Taiwan appears to have backed down in an escalating dispute with Hong Kong over the fate of a murder suspect, whose case was used as justification for the introduction of an extradition bill that ignited protests more than four months ago in Hong Kong.
Chiu Chui-cheng, vice-chairman of the Mainland Affairs Council, said that Taiwan officials had sent Hong Kong authorities a letter asking for their assistance in bringing the suspect and his confession back to Taiwan, reports Hong Kong’s South China Morning Post newspaper.
Chan Tong-kai is being released from jail in Hong Kong on Wednesday, after serving a sentence for money laundering. Local media reported Monday that his offer to surrender himself to authorities in Taiwan, where he is accused of murdering his pregnant girlfriend, was deemed insufficient by the Taiwanese, who insisted that formal talks were required to accept him within a legal framework.
The Hong Kong government had responded with a statement saying that the case should be handled informally, and that Taiwan’s acceptance of Chan should have nothing to do with whether or not there is a mechanism in place for criminal judicial assistance, but was instead a matter of “common sense.”
Experts say the complicated relationship between Hong Kong, Beijing and Taiwan is behind the standoff.
“If Taiwan were to accept, Taipei would implicitly accept [its] position as similar to Hong Kong, as being a part of China,” Willy Lam, an adjunct professor at the Chinese University of Hong Kong’s Center for China Studies tells TIME. Taiwan, he says, only wants to accept Chan if it is done under a specific agreement—in effect recognizing Taiwan as a sovereign entity and not the renegade province that Beijing says it is.
“There’s credible evidence that the crime was committed,” says Gregory Gordon, a law professor at the Chinese University of Hong Kong
“I think it would be problematic for this person not to face justice because of political issues,” he tells TIME. “It’s important for the parties to see that a heinous crime was committed, and the person who committed that crime should face justice. If he walks out a free man in Hong Kong, justice is not done in a brutal murder case—that’s not a good result.”
Election issue
Taiwan’s upcoming January presidential election may also be playing a part in Taiwan’s tough stance on the issue. Lam says that Taiwan’s President Tsai’s popularity has shot up dramatically since the Hong Kong protests kicked off in June.

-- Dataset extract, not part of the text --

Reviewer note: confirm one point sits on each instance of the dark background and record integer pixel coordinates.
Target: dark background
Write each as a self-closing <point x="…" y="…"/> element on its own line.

“President Tsai Ing-wen is reluctant to give up the benefits she has reaped from Hong Kong’s protest movement the past four months,” Lam says.
Chan, 20, wrote a letter to the Hong Kong government on Friday confirming his decision to hand himself over to Taiwan authorities and asking the Hong Kong government to help him make arrangements to get to Taiwan. He has served 18 months behind bars on charges related to the theft of the victim’s property.
According to the South China Morning Post newspaper, Chan admitted to killing his girlfriend and disposing of her body while on a trip to Taiwan in February 2018. She had told Chan prior to the trip that she was pregnant, but while in Taiwan told him that the father of her unborn child was her ex-boyfriend, the Post says. Chan fled home to Hong Kong after the incident. Authorities in Hong Kong say they do not have enough evidence to charge him with the murder.
Hong Kong’s leader, Chief Executive Carrie Lam, used the case to justify an attempt to rush through a bill that would have allowed the transfer of criminal suspects to jurisdictions with which the territory has no extradition agreement. But the proposed legislation would have also allowed suspects to be sent to mainland China, which raised alarm bells with Hongkongers, who worried that the law would be used by Beijing round up dissidents and critics of the communist regime.
Opposition to the proposed legislation—which the government suspended in June and which Chief Secretary Cheung told media will be formally withdrawn at a meeting of the city’s Legislative Council on Wednesday—triggered mass protests in June. The protests have since snowballed into push for greater political freedom and a repudiation of Beijing’s sovereignty over the former British colony.
Adjunct professor Lam says that if Taiwan accepts Chan without putting a formal agreement in place, “by some interpretations, it might be construed as accepting the basic rationale of the extradition bill.”
Hong Kong’s Chief Executive said it is a relief that Chan has offered to turn himself in, and that she hopes his decision will help calm the situation in the city.